Top CEOs of French bank Caisse d'Epargne resign

Groupe Caisse d'Epargne, third largest French consumer banking network has ousted its chairman and CEO after suffering a nearly €695 million ($931 million) trading loss on Oct 6.

Charles Milhaud, chairman of the management board, will be replaced by Bernard Comolet, while Alain Lemaire will become CEO, replacing Nicolas Merindol, Caisse d'Epargne said on Monday in an e-mailed statement.

Both Comolet and Lemaire are already at the group. Comolet is the head of the Caisse d'Epargne dealing with the Paris region, while Lemaire runs the Caisse d'Epargne branch dealing with the Provence-Alpes-Corse region.

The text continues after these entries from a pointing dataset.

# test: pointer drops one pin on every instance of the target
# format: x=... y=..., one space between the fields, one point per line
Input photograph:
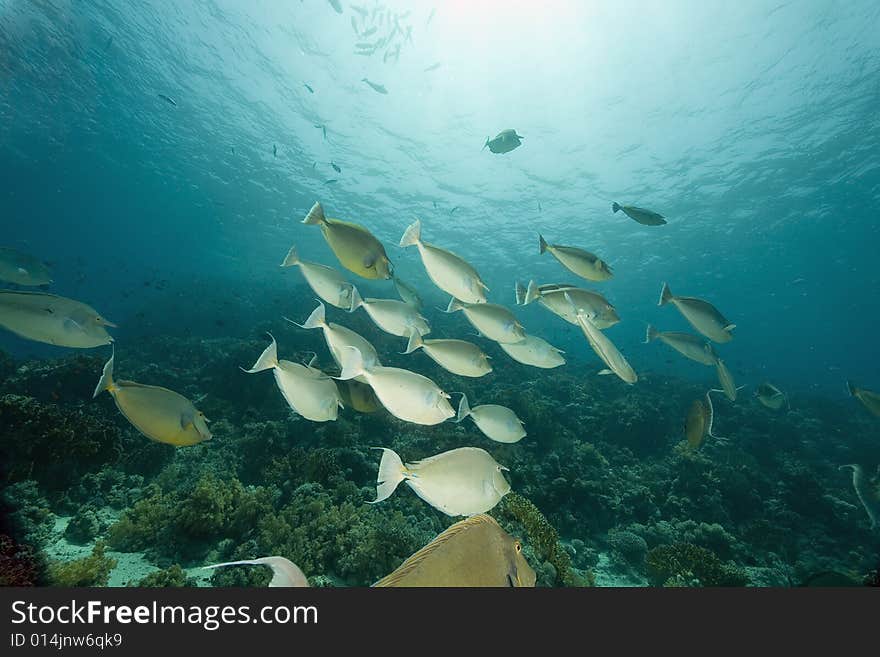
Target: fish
x=770 y=396
x=23 y=269
x=474 y=552
x=407 y=293
x=375 y=87
x=449 y=272
x=870 y=400
x=391 y=315
x=355 y=246
x=642 y=216
x=52 y=319
x=456 y=356
x=159 y=414
x=580 y=262
x=461 y=482
x=702 y=315
x=534 y=351
x=325 y=281
x=726 y=379
x=698 y=424
x=359 y=396
x=689 y=346
x=867 y=494
x=498 y=423
x=491 y=320
x=407 y=395
x=504 y=142
x=307 y=390
x=339 y=337
x=285 y=573
x=603 y=347
x=552 y=297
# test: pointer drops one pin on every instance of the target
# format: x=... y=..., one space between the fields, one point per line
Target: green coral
x=93 y=570
x=685 y=562
x=543 y=538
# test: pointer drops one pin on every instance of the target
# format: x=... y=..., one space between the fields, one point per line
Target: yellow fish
x=158 y=413
x=357 y=248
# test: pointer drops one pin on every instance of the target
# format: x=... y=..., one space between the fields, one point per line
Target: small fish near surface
x=356 y=247
x=640 y=215
x=498 y=423
x=23 y=269
x=475 y=552
x=870 y=400
x=461 y=482
x=378 y=88
x=285 y=573
x=457 y=356
x=160 y=414
x=770 y=396
x=580 y=262
x=504 y=142
x=52 y=319
x=702 y=315
x=448 y=271
x=307 y=390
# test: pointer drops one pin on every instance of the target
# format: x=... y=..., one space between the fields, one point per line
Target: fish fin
x=542 y=245
x=463 y=408
x=352 y=364
x=315 y=215
x=415 y=341
x=267 y=360
x=356 y=301
x=106 y=380
x=391 y=473
x=291 y=258
x=412 y=235
x=316 y=320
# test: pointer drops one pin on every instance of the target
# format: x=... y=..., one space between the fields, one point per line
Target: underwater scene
x=441 y=293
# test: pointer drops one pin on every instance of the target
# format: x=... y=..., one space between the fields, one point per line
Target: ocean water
x=752 y=127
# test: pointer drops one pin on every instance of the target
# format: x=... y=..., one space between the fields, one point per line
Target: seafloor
x=605 y=491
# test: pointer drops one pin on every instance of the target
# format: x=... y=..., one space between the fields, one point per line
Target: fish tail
x=412 y=235
x=291 y=258
x=317 y=319
x=315 y=215
x=391 y=473
x=356 y=300
x=542 y=245
x=532 y=293
x=415 y=341
x=352 y=364
x=463 y=408
x=106 y=380
x=267 y=360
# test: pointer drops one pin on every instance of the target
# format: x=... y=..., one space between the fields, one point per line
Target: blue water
x=752 y=126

The supervisory board of Caisse d'Epargne also accepted the resignation of Julien
Carmona, head of finance, the Paris-based lender said.

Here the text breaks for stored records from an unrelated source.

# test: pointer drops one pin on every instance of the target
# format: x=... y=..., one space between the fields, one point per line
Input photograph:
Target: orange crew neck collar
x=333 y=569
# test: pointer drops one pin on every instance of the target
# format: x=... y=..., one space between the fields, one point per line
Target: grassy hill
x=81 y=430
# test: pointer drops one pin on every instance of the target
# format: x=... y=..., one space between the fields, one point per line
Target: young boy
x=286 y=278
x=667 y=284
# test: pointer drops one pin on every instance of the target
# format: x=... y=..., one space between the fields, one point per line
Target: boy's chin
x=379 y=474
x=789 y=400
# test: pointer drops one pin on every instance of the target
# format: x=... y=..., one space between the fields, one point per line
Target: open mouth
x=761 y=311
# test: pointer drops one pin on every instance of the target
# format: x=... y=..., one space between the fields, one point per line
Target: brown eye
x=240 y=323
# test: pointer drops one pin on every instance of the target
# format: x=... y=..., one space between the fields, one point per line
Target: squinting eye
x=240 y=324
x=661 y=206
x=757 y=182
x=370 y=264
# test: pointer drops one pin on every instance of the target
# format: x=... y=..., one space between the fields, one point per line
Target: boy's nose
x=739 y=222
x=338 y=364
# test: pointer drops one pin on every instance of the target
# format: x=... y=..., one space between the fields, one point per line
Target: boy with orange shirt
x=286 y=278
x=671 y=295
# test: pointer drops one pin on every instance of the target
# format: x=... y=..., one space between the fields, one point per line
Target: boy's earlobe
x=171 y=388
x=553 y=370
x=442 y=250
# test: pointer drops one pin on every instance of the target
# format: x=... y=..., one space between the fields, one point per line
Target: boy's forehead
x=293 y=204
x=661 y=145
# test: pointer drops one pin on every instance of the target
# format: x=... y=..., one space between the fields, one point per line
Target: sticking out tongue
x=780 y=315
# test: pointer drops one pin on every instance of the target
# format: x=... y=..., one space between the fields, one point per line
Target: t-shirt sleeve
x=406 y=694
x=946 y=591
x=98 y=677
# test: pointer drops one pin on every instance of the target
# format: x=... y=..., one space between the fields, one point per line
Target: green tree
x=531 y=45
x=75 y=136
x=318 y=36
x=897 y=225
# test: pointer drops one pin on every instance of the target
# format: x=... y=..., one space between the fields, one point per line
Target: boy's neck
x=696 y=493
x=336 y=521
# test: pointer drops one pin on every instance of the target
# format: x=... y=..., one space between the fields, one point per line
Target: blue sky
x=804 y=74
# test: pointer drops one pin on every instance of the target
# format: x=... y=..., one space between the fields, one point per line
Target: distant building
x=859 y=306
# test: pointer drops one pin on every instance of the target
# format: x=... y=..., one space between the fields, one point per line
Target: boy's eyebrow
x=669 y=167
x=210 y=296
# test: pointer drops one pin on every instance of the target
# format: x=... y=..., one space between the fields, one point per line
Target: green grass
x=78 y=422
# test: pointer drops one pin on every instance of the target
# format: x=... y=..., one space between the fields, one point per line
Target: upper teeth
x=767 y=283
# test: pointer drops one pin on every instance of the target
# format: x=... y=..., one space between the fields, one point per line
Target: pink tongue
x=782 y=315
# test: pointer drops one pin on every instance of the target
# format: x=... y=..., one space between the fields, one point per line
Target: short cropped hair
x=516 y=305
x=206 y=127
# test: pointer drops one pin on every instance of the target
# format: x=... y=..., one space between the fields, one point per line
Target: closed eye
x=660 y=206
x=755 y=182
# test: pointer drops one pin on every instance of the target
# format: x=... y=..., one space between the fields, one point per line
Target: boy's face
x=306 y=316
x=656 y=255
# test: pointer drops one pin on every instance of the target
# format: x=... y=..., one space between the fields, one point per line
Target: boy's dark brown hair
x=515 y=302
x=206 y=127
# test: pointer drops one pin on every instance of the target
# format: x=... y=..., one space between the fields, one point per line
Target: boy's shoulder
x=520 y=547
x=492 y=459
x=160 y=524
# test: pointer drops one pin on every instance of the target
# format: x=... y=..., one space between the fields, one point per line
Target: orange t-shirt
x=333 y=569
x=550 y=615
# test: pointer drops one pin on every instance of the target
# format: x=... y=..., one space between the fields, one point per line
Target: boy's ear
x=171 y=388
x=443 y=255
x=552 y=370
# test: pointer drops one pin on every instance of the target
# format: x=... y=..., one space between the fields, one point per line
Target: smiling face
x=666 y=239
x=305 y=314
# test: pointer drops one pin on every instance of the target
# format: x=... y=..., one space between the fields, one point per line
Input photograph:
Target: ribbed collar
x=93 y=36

"This loss is the consequence at the same time of markets' exceptional volatility, and of the violation of instructions that the board and myself had given," Mr Milhaud, aged 65, said in a separate statement.

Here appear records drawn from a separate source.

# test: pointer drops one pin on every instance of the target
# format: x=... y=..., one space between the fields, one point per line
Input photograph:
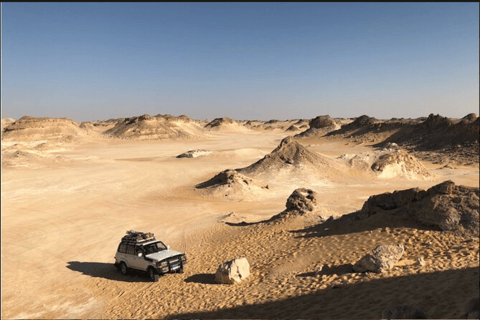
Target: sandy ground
x=62 y=222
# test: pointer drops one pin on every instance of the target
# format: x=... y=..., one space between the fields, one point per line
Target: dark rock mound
x=227 y=177
x=302 y=200
x=322 y=122
x=288 y=155
x=470 y=117
x=319 y=126
x=155 y=127
x=217 y=122
x=231 y=184
x=361 y=121
x=293 y=128
x=472 y=308
x=382 y=258
x=403 y=312
x=446 y=206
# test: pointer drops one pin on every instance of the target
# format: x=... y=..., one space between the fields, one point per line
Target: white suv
x=141 y=251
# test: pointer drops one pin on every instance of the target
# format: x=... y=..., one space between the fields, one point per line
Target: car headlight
x=163 y=263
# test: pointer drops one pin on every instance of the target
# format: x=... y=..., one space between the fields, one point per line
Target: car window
x=154 y=247
x=130 y=249
x=122 y=248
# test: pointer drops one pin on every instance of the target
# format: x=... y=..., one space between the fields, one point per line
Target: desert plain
x=218 y=190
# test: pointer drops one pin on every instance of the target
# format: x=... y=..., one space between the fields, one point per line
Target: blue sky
x=94 y=61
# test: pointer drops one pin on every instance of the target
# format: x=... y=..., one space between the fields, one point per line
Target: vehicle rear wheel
x=123 y=268
x=153 y=275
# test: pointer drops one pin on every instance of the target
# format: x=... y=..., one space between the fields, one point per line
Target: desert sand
x=71 y=190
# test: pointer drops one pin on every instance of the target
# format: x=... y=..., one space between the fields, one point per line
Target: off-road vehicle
x=142 y=252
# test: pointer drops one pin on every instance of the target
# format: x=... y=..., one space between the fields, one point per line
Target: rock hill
x=148 y=127
x=292 y=156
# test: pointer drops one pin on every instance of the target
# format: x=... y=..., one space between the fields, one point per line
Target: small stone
x=420 y=261
x=233 y=271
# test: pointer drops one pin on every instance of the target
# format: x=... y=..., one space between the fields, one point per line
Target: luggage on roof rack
x=138 y=236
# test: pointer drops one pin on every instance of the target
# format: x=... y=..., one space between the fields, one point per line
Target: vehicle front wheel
x=153 y=275
x=123 y=268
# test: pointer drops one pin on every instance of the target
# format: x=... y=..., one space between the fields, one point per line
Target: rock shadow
x=330 y=270
x=205 y=278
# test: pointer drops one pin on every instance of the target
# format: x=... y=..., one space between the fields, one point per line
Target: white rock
x=233 y=271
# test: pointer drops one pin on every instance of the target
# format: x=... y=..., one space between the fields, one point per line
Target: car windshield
x=154 y=247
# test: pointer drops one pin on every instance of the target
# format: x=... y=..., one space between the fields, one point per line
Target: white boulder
x=233 y=271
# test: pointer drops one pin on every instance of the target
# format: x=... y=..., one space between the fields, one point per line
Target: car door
x=130 y=257
x=139 y=262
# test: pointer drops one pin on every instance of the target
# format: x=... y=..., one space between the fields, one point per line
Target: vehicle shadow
x=205 y=278
x=106 y=271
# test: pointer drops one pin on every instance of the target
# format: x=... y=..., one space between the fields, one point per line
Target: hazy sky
x=94 y=61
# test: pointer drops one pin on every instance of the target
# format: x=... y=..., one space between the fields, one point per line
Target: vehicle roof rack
x=138 y=237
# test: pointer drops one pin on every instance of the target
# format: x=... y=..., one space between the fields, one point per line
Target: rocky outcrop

"Nevertheless, I take entire responsibility for it," he said, adding that he is asking for no golden parachute.

This abysmal loss seems to be attributed to a team of three traders who, after exceeding authorized limits on size and risk, bet on a rebound of stock markets just before the latter brutally crumbled on the 6th of October, declared French newspaper Le Figaro.

The latest French banking turmoil, said by President Sarkozy to show an "absence of responsibility" at the bank, comes about nine months after Societe Generale SA suffered a €4.9 billion ($6.5 billion) loss, in late January, from unauthorized bets by trader Jerome Kerviel, prompting risk-management questions.

The worst week on record for European stock markets drove Caisse d'Epargne's trading losses.

A decision of Caisse d'Epargne's management board earlier this year to stop proprietary trading had not been implemented, Milhaud told French newspaper Le Journal du Dimanche on Sunday.

Mr Milhaud said he was informed on October 13th of a deficit of about $134 million, according to the same newspaper.